In ihrem Bemühen, der japanischen Außen- und Sicherheitspolitik ihren Stempel aufzudrücken, setzen Japans Neonationalisten seit Anfang der neunziger Jahre verstärkt auf die militärische Karte. Mit gutem Grund: Nach dem Ende des Ost-West-Konflikts zogen die Amerikaner erstmals ernsthaft in Erwägung, ihre Truppenpräsenz in Japan zu reduzieren. Höchste Zeit also, über mehr militärische Eigenverantwortung nachzudenken. Darüber hinaus erlebte Japan in den Neunzigern einen beispiellosen wirtschaftlichen Niedergang, der die Bevölkerung zunehmend verunsicherte und damit empfänglicher machte für Überlegungen, Nippons Interessen in der Welt notfalls auch mit militärischen Mitteln durchzusetzen.
Zwei Faktoren erleichterten Japans Neonationalisten das politische Geschäft: die unverschämten Versuche der Amerikaner, im Rahmen gemeinsamer militärtechnologischer Forschungsprojekte das zivile High tech-Potenzial der Japaner auszuspionieren, sowie das skandalöse Verhalten amerikanischer Militärangehöriger gegenüber der japanischen Bevölkerung, insbesondere auf Okinawa.
1997 formulierten die USA und Japan unter Berufung auf den bilateralen Sicherheitsvertrag von 1951/60 sogenannte Leitlinien für die Zusammenarbeit auf verteidigungspolitischem Gebiet. Im Kern geht es dabei um die Umwandlung der Jieitai in Offensivstreitkräfte. Ein wirkliches Novum: Die bis dato gültigen Leitlinien aus den siebziger Jahren orientierten auf die Schaffung rein defensiver Streitkräfte, deren Aufgabe darin bestehen sollte, eine »begrenzte Aggression« abzuwehren bzw. offensive Operationen der in Japan stationierten US-Streitkräfte logistisch zu unterstützen. Die nunmehr gültigen Leitlinien zielen hingegen auf eine qualitativ verbesserte Schlagkraft der Selbstverteidigungskräfte ab: Ausgestattet mit modernsten Hightech-Waffen soll das japanische Militär in die Lage versetzt werden, nicht nur auf jegliche Invasion zu Land, zur See und aus der Luft zu reagieren, sondern auch Präventivschläge gegen andere Länder zu führen, falls sich Tokio durch diese bedroht fühlt.
All dies steht natürlich in krassestem Widerspruch zu Artikel 9 der japanischen »Friedensverfassung« von 1946, der es Japan »für immer« verbietet, »Land-, See- und Luftstreitkräfte sowie weiteres Kriegspotential« zu unterhalten.
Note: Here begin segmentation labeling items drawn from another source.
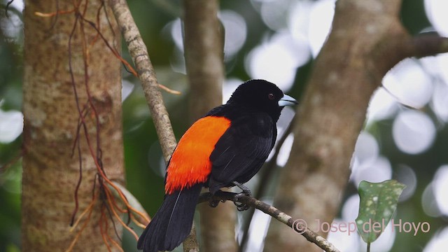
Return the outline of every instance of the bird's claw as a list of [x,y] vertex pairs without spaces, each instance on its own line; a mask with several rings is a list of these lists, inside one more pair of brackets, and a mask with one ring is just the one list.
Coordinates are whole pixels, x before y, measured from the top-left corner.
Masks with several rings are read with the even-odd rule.
[[209,200],[209,206],[215,208],[218,206],[218,204],[219,204],[219,202],[220,202],[219,200],[216,200],[210,199]]
[[237,195],[235,195],[235,196],[233,198],[233,204],[235,204],[235,206],[237,206],[237,209],[238,209],[238,211],[246,211],[247,209],[249,209],[249,206],[244,204],[244,203],[241,203],[238,202],[238,200],[239,200],[239,198],[241,198],[243,196],[251,196],[251,191],[248,191],[248,195],[247,193],[247,192],[244,192],[243,191],[242,192],[239,192]]

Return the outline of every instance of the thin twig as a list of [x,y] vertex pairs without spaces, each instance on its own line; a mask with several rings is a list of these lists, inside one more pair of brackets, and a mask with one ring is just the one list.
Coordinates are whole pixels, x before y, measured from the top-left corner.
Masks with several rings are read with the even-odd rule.
[[162,146],[165,162],[171,158],[177,143],[163,104],[154,68],[149,59],[146,46],[125,0],[111,0],[111,7],[139,74],[146,102]]
[[291,227],[294,231],[302,234],[309,241],[311,241],[319,248],[327,252],[338,252],[339,250],[333,244],[327,241],[325,238],[309,229],[306,225],[300,220],[301,219],[294,218],[276,208],[260,201],[251,196],[241,196],[235,197],[237,194],[230,192],[218,191],[214,195],[210,192],[202,193],[199,198],[198,203],[214,201],[230,200],[234,202],[239,202],[248,206],[254,207],[265,214],[269,214],[279,221]]

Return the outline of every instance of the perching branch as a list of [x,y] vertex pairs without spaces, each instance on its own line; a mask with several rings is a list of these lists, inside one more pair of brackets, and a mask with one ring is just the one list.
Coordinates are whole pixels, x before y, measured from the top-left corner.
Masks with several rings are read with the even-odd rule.
[[[137,26],[134,22],[134,18],[126,1],[111,0],[110,4],[125,41],[127,45],[132,61],[136,66],[155,125],[155,130],[160,142],[164,160],[168,162],[177,143],[168,112],[159,90],[159,84],[148,55],[148,50],[141,38]],[[194,227],[192,229],[192,232],[195,233]],[[190,244],[194,244],[191,246],[192,247],[199,248],[195,239],[190,239],[189,241]]]
[[168,162],[177,143],[168,112],[163,104],[154,68],[149,59],[146,46],[125,0],[111,0],[111,7],[126,41],[143,87],[146,102],[155,125],[165,162]]
[[208,202],[210,200],[214,201],[225,202],[230,200],[234,202],[239,202],[255,208],[265,214],[269,214],[277,219],[282,223],[291,227],[294,231],[303,235],[309,241],[318,246],[319,248],[327,252],[338,252],[339,250],[333,244],[327,241],[325,238],[309,229],[306,223],[301,219],[294,218],[276,208],[260,201],[251,196],[241,196],[235,198],[237,193],[230,192],[218,191],[214,195],[210,192],[202,193],[199,198],[198,203]]

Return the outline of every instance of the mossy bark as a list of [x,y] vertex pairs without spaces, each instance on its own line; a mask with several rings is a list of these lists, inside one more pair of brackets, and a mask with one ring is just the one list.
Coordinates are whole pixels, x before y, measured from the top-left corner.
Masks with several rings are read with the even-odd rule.
[[[97,25],[99,21],[104,38],[110,45],[120,50],[119,31],[115,20],[111,18],[113,15],[109,8],[102,7],[101,1],[88,2],[85,13],[85,2],[83,2],[80,13]],[[79,209],[76,218],[80,217],[92,200],[97,167],[82,127],[77,136],[80,115],[74,85],[77,90],[79,106],[81,109],[87,108],[86,129],[94,153],[97,155],[97,148],[101,148],[101,160],[107,176],[111,179],[124,181],[119,60],[88,22],[83,22],[84,32],[81,32],[80,16],[76,19],[76,13],[59,13],[48,18],[36,13],[73,9],[74,2],[71,1],[25,2],[23,251],[64,251],[75,239],[83,225],[81,222],[70,232],[71,218],[75,209],[74,193],[80,178],[80,160],[83,180],[78,195]],[[108,11],[108,18],[105,15],[105,10]],[[74,35],[69,48],[72,31]],[[69,56],[74,81],[70,74]],[[86,69],[88,73],[85,75]],[[86,82],[91,103],[88,102]],[[94,111],[98,115],[99,127]],[[74,155],[71,155],[77,137],[80,141],[80,158],[76,148]],[[97,186],[98,183],[95,190],[98,190]],[[97,201],[94,204],[90,222],[74,251],[107,250],[99,225],[101,202]],[[108,217],[108,214],[106,213],[106,216]],[[84,220],[86,216],[83,217]],[[120,234],[119,225],[115,227]],[[106,228],[105,225],[103,225],[102,228]],[[113,228],[108,220],[106,232],[119,244]]]

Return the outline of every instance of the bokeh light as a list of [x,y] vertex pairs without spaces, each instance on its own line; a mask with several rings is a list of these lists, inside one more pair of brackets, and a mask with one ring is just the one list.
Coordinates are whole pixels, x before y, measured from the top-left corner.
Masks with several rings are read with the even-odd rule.
[[298,43],[286,30],[276,33],[253,48],[245,62],[251,78],[265,79],[276,83],[280,89],[290,88],[297,68],[308,62],[306,43]]
[[448,164],[444,164],[434,174],[433,190],[435,202],[441,214],[448,216]]
[[407,59],[398,63],[383,78],[383,85],[400,103],[420,108],[433,94],[431,79],[417,61]]
[[0,109],[0,143],[14,141],[23,129],[23,114],[16,111],[4,111]]
[[431,146],[435,137],[435,127],[428,115],[405,110],[396,118],[392,136],[398,148],[410,154],[418,154]]

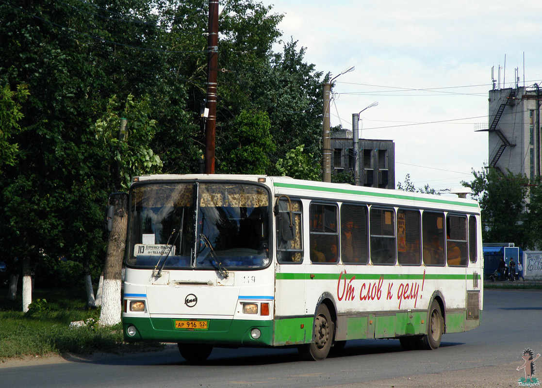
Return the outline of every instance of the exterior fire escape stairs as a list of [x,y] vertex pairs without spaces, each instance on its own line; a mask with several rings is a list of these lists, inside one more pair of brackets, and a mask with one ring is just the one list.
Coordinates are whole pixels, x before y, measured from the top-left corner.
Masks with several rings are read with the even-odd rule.
[[512,144],[511,143],[506,137],[504,135],[504,134],[501,132],[500,130],[497,129],[497,125],[499,124],[499,120],[500,120],[501,117],[502,115],[502,113],[505,111],[505,108],[506,106],[511,104],[511,102],[514,100],[515,96],[515,90],[513,89],[510,93],[510,95],[506,98],[504,104],[501,104],[499,106],[499,108],[497,109],[497,112],[495,114],[495,117],[493,118],[493,121],[491,123],[491,125],[488,129],[489,132],[495,132],[499,138],[501,139],[501,144],[497,150],[497,152],[495,153],[495,155],[493,156],[493,158],[491,160],[491,162],[489,163],[489,166],[493,167],[496,170],[500,170],[499,167],[496,167],[497,162],[499,161],[499,158],[501,157],[501,155],[504,152],[505,149],[507,147],[513,147],[515,144]]

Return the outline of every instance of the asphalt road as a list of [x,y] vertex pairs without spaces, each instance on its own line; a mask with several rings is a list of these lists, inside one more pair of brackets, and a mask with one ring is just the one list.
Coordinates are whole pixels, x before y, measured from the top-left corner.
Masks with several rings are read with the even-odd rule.
[[340,355],[320,362],[300,361],[294,349],[215,349],[206,364],[192,365],[170,346],[8,363],[0,367],[0,387],[517,386],[524,349],[542,353],[541,322],[542,291],[490,289],[481,326],[444,335],[436,351],[365,340],[349,341]]

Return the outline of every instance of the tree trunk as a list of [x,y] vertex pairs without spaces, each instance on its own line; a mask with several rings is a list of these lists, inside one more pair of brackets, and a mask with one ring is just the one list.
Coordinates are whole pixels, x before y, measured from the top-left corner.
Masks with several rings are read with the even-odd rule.
[[107,255],[104,268],[104,290],[102,294],[100,324],[111,326],[120,322],[122,303],[120,300],[121,271],[126,243],[128,201],[125,194],[112,197],[115,208],[113,231],[107,242]]
[[23,258],[23,312],[28,311],[28,306],[32,303],[32,269],[30,258]]
[[88,259],[83,258],[83,276],[85,278],[85,286],[87,289],[87,307],[95,307],[94,290],[92,288],[92,279],[91,277],[91,267],[88,265]]
[[15,300],[17,298],[17,284],[19,282],[19,274],[11,274],[9,275],[9,290],[8,297],[10,300]]
[[100,281],[98,282],[98,289],[96,290],[96,307],[101,306],[101,296],[104,292],[104,271],[100,274]]

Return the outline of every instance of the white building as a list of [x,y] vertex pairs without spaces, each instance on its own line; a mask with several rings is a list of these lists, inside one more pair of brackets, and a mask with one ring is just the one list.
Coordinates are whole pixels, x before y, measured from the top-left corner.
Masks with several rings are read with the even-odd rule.
[[540,101],[538,85],[489,91],[489,165],[530,179],[540,174]]

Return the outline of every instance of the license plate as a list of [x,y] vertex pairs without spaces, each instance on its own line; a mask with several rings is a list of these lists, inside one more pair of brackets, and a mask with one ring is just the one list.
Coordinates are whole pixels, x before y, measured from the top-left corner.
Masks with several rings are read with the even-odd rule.
[[208,321],[183,319],[175,321],[175,328],[181,330],[207,330],[208,322]]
Die japanische Regierung jedoch sieht dies ganz anders: Die neuen Leitlinien bewegten sich im Rahmen dessen, was gemeinhin als »Recht auf individuelle Selbstverteidigung« gelte und verstießen damit nicht gegen die geltende Verfassung.
Japans Neonationalisten geht derartige Bescheidenheit erheblich gegen den Strich. Im Zusammenhang mit den neuen 97er Leitlinien fordern sie eine breite Verfassungsdebatte, an deren Ende das Recht Japans auf »kollektive Verteidigung« als wichtiger Schritt hin zu mehr sicherheitspolitischer »Normalität« stehen müsse.
Ein weiterer wichtiger Aspekt sicherheitspolitischer »Normalität« aus neonationalistischer Sicht ist die Schaffung fortgeschrittener Raketenabwehrkapazitäten. Sechs Jahre erkundeten amerikanische und japanische Spezialisten die Möglichkeit eines regional begrenzten, nicht-strategischen Antiraketensystems (TMD). Ende vergangenen Jahres einigten sich Washington und Tokio auf die gemeinsame Entwicklung entsprechender Waffenkomponenten. Japans Neonationalisten passt dies wunderbar ins Konzept, ist doch für sie TMD der Schlüssel zur lang ersehnten atomaren Aufrüstung.
Nuklearwaffen zu produzieren, dazu ist Japan aufgrund seines auf Plutoniumbasis arbeitenden zivilen Nuklearprogramms seit langem in der Lage. Nukleare Abschreckung war für das Land jedoch bisher keine realistische Option: eine zu geringe Landmasse, knappe Ressourcen, eine all zu dichte industrielle Infrastruktur, all dies sprach gegen die Nutzung nuklearer Waffen zur Abwehr feindlicher Raketen. Bisher. Denn mit der Schaffung fortgeschrittener TMD-Kapazitäten wird sich die Situation fundamental ändern: Die Versuchung, die eigenen Streitkräfte zu nuklearisieren, wird in dem Maße zunehmen, wie die Angst, von feindlichen Raketen getroffen zu werden, abnimmt.
Rassistisch motivierter Nationalismus, gepaart mit wachsender Begeisterung für Nuklearwaffen: Japanische Wirklichkeit an der Schwelle zum 21. Jahrhundert. Für ein Land wie die USA, das über Jahrhunderte andere als die eigene Werte nicht wirklich akzeptiert hat und Nuklearwaffen nur gut findet, wenn diese Teil des eigene Arsenals sind, ein Alptraum. Ein Alptraum jedoch, den es in hohem Maße selbst verschuldet hat.